A recording is available from Parliament.
Noon
Liberal
Scott Andrews Liberal Avalon, NL
So it also cannot be tracked when two individuals communicate using that type of communication.
Noon
Chief Information Officer, House of Commons
No. At this point, we have no mechanism to do that. When you do a PIN to PIN it goes directly to the BES environment--again, RIM's environment--and then there's no mechanism unless you decide to do so or to put one in place some mechanism, but again, you're putting a mechanism on something that is totally unsecure.
Noon
Liberal
Scott Andrews Liberal Avalon, NL
Mr. Bard, there is software available out there to track PIN-to-PIN communications. Some financial institutions and government agencies do use this software to track this material, these communications. In a recent CIBC court case, these records were subpoenaed for that purpose. Why have we not, in the environment we are in--government--tracked these communications? Because it's an open forum for people to communicate that would circumvent any freedom of information or ATIP request.
12:05 p.m.
Chief Information Officer, House of Commons
Well, when you're using PIN to PIN, you are avoiding completely the current environment. That means you're using cellular technology to be on the air, wherever you are, and then you're sending that message. It's the same thing if you lose that BlackBerry and somebody uses it and can communicate on your behalf using PIN to PIN. You're totally avoiding the basic rule of why you want to use that technology.
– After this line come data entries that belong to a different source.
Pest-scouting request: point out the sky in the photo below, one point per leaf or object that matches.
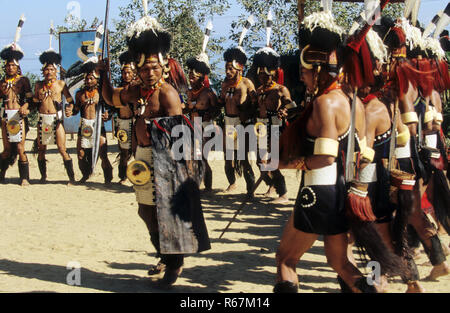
(39, 13)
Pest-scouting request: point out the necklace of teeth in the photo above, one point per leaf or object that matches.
(90, 95)
(143, 101)
(47, 90)
(11, 82)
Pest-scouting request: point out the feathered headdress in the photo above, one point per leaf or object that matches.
(266, 58)
(90, 65)
(444, 20)
(321, 38)
(358, 60)
(50, 56)
(200, 63)
(13, 51)
(146, 38)
(237, 55)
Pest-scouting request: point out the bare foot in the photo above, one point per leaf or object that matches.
(230, 188)
(414, 287)
(438, 271)
(170, 277)
(445, 249)
(271, 192)
(383, 286)
(281, 200)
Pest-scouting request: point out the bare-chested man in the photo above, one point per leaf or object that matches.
(125, 115)
(409, 86)
(238, 96)
(272, 101)
(87, 101)
(202, 102)
(16, 95)
(163, 190)
(316, 147)
(48, 98)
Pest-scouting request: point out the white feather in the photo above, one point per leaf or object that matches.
(435, 46)
(269, 29)
(144, 24)
(408, 8)
(251, 21)
(93, 59)
(203, 57)
(19, 29)
(326, 5)
(97, 41)
(51, 34)
(268, 50)
(145, 6)
(209, 27)
(431, 26)
(15, 46)
(413, 34)
(441, 24)
(324, 20)
(376, 45)
(415, 12)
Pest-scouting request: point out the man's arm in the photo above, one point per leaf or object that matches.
(115, 97)
(27, 96)
(76, 107)
(408, 114)
(69, 99)
(326, 144)
(170, 100)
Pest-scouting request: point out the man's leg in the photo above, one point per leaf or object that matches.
(280, 187)
(61, 144)
(42, 162)
(293, 245)
(83, 162)
(123, 163)
(106, 165)
(5, 156)
(230, 171)
(24, 171)
(336, 253)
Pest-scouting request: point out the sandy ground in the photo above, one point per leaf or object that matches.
(45, 227)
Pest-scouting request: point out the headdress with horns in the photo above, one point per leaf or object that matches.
(266, 58)
(50, 56)
(321, 39)
(13, 52)
(237, 55)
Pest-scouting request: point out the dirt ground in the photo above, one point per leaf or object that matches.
(45, 227)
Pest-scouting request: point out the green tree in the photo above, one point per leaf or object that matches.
(184, 19)
(73, 23)
(285, 21)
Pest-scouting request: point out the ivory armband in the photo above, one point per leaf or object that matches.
(326, 146)
(363, 145)
(403, 137)
(438, 118)
(409, 117)
(429, 116)
(116, 98)
(368, 154)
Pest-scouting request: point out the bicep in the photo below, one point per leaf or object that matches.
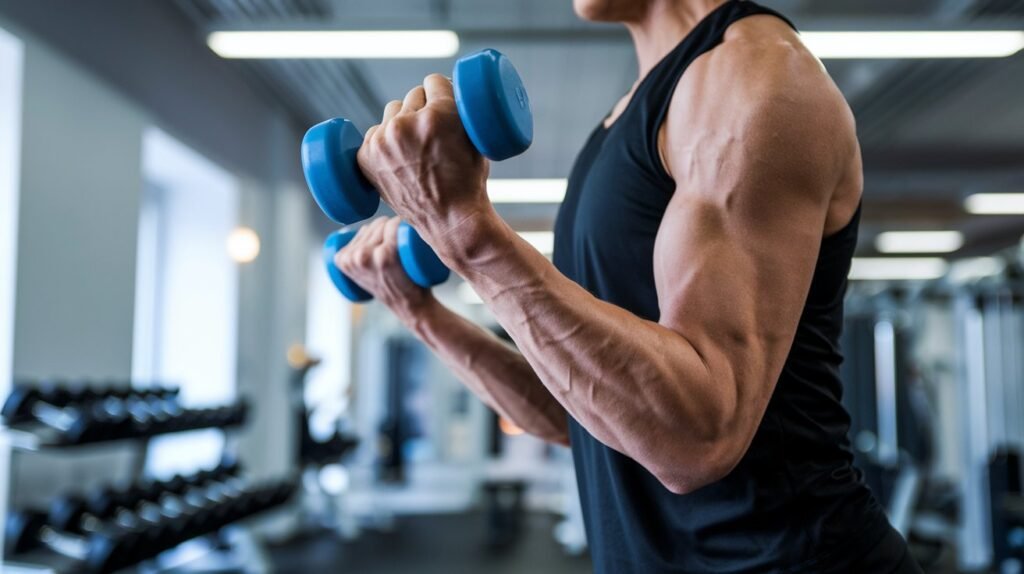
(736, 252)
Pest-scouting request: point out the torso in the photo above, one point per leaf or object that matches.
(792, 501)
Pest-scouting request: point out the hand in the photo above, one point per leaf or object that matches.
(371, 260)
(423, 164)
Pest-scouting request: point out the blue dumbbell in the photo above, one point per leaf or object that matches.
(420, 262)
(495, 112)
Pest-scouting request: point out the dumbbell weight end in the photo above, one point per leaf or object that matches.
(419, 261)
(332, 173)
(335, 241)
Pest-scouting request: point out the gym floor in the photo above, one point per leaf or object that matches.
(432, 544)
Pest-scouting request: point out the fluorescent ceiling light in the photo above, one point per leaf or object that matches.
(921, 44)
(543, 241)
(526, 190)
(334, 44)
(975, 268)
(994, 204)
(895, 268)
(919, 241)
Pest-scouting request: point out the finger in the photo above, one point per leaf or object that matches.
(365, 235)
(370, 133)
(437, 87)
(415, 100)
(391, 231)
(390, 111)
(375, 232)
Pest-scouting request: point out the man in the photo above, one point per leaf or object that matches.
(685, 341)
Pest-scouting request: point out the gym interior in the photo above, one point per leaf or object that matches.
(185, 389)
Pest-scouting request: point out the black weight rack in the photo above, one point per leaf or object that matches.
(129, 525)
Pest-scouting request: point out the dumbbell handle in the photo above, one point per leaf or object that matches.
(56, 417)
(420, 262)
(494, 109)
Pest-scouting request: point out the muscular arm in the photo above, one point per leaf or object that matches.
(756, 163)
(494, 371)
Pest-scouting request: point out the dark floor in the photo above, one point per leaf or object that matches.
(429, 544)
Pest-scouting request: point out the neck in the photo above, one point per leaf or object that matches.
(663, 26)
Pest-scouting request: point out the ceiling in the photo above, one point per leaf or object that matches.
(932, 131)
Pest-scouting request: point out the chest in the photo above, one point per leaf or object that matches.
(616, 194)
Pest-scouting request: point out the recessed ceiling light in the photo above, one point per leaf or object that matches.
(334, 44)
(914, 44)
(919, 241)
(994, 204)
(526, 190)
(897, 268)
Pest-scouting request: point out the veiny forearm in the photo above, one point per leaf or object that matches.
(637, 386)
(493, 370)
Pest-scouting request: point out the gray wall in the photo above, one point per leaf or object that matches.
(150, 52)
(81, 176)
(94, 80)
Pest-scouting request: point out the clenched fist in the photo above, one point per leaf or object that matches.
(423, 164)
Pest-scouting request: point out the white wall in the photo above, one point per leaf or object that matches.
(10, 139)
(186, 293)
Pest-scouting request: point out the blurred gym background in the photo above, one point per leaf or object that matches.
(160, 258)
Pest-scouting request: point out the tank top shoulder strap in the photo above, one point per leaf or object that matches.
(654, 92)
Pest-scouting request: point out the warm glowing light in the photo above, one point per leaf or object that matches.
(334, 44)
(509, 428)
(919, 241)
(915, 44)
(243, 245)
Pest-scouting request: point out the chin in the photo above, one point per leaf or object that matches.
(607, 10)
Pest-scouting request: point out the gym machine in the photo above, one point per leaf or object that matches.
(934, 381)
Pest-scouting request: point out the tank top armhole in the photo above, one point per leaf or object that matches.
(742, 8)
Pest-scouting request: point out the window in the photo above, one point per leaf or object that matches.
(329, 317)
(186, 292)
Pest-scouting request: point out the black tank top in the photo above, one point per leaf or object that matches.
(794, 503)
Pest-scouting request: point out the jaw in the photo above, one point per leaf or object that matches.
(609, 10)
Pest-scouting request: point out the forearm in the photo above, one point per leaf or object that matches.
(635, 385)
(497, 373)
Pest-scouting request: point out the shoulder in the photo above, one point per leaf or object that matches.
(760, 95)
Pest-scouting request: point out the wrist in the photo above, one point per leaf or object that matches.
(470, 236)
(414, 311)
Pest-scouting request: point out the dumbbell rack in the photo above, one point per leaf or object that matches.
(52, 417)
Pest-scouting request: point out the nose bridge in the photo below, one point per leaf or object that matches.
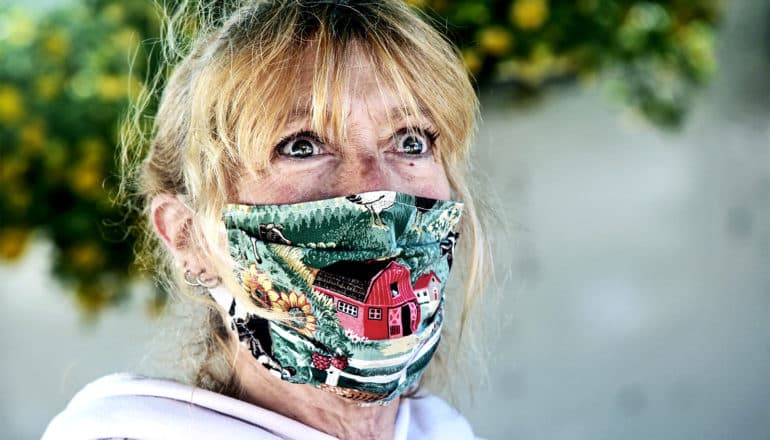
(362, 171)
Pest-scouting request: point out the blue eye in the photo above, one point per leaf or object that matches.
(299, 146)
(416, 141)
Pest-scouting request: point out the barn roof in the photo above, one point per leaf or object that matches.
(424, 280)
(349, 278)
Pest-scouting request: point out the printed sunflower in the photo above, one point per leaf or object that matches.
(297, 307)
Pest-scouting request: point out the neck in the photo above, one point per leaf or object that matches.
(314, 407)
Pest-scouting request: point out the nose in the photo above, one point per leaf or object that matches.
(362, 172)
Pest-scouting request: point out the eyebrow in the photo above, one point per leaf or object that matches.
(395, 113)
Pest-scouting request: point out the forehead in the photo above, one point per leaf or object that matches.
(354, 80)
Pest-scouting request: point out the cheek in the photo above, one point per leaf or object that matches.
(426, 179)
(277, 187)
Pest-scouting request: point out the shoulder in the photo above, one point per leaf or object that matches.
(138, 407)
(430, 417)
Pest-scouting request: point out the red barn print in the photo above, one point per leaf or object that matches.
(375, 299)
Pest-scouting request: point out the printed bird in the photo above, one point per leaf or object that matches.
(375, 202)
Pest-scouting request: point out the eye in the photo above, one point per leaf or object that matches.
(299, 146)
(415, 141)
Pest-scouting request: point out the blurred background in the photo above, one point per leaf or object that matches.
(627, 146)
PIN to PIN is good for messaging something that is not confidential. You don't want to transmit reports using PIN to PIN. There may be some software out there, but believe me, the PIN to PIN is a very unsafe and unsecure technology.
12:05 p.m.
Liberal
Scott Andrews Liberal Avalon, NL
But people do use this, and on the Hill it's common wisdom that if you use this type of communication, it will not be tracked. It's off the grid. Is that something that concerns you and should we be looking at the technology to be able to trace that?
I have one other question. You can track SMS text messages, though...? You can retrieve those. Is that correct?
12:05 p.m.
Chief Information Officer, House of Commons
We have provided some caucuses on that point with a good explanation about mail communications, all the communications, and what is protected and what is not protected. I would be very pleased to send this to this committee, this particular documentation, but at the same time--and Madam O'Brien mentioned this--there are questions of responsibility and of what you intend to use for which purpose.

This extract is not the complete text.